PJ Media’s Matt Margolis read Gendron’s manifesto and points out that he “repeatedly attacks capitalists, and rejected the conservative label because, he wrote, ‘conservativism is corporatism in disguise, I want no part of it.’” He specifically attacks Fox News.
Mostly, his views are “full of nonsense and garbage that is at times inconsistent.” In other words, they are the rantings of a deranged 18-year-old.
Margolis is absolutely right to say “the people who were quick to exploit the situation to attack Fox News and conservatives were wrong and should be ashamed of themselves.”

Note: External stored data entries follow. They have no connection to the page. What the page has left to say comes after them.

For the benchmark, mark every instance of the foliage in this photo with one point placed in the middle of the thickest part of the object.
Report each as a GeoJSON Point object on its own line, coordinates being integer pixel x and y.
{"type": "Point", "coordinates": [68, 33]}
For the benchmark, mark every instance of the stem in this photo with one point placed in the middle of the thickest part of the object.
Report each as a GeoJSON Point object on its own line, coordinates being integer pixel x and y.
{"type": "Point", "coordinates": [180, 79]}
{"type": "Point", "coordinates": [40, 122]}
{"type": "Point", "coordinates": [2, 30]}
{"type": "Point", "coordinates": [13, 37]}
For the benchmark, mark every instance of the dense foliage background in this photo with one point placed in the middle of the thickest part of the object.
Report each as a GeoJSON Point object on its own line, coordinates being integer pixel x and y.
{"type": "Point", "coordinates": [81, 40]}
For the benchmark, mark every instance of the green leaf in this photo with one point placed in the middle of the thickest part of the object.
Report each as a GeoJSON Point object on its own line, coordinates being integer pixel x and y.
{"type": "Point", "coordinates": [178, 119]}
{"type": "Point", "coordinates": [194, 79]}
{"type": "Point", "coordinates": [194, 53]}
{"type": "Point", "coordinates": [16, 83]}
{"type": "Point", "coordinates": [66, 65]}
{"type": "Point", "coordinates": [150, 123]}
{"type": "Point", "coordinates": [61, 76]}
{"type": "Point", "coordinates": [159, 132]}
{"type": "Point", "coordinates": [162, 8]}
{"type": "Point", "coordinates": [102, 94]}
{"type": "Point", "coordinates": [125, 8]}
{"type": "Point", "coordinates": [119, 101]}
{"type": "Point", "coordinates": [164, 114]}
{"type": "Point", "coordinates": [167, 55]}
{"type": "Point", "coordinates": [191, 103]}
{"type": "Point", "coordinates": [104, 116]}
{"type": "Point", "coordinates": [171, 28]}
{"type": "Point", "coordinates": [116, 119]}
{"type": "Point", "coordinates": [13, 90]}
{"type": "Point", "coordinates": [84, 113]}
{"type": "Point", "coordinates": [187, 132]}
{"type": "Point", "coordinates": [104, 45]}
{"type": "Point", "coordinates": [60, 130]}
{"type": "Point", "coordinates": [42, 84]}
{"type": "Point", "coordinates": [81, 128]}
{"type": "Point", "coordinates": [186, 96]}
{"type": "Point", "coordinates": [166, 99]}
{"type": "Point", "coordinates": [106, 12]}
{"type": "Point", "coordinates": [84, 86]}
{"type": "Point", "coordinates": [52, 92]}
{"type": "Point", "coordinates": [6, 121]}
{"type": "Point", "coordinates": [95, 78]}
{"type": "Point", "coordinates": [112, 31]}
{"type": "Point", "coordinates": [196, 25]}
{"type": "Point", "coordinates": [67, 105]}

Of course, the media aren’t always so exploitative in the wake of mass shootings. Often, they are very careful to wait for the facts and never speculate about motives.
Case in point: Just one month before the Buffalo shooting, a gunman threw smoke grenades in a New York City subway car filled with commuters and then opened fire, unloading 33 rounds before fleeing the scene.
Ten suffered gunshot wounds – the same number authorities say the Buffalo shooter killed – and 19 more had to be treated for smoke inhalation. Mercifully, none died. But all of them could have.
That alleged shooter – 62-year-old Frank James – was a radical just as incendiary as Gendron. The difference was that James was a black nationalist.
“The social media rants of the 62-year-old suspect reveal a man consumed with hatred of white people and convinced of a looming race war,” wrote Miranda Divine in the New York Post. “‘O black Jesus, please kill all the whiteys,’ was one meme he posted.”
He also lamented that new Supreme Court Justice Ketanji Brown Jackson married a white man.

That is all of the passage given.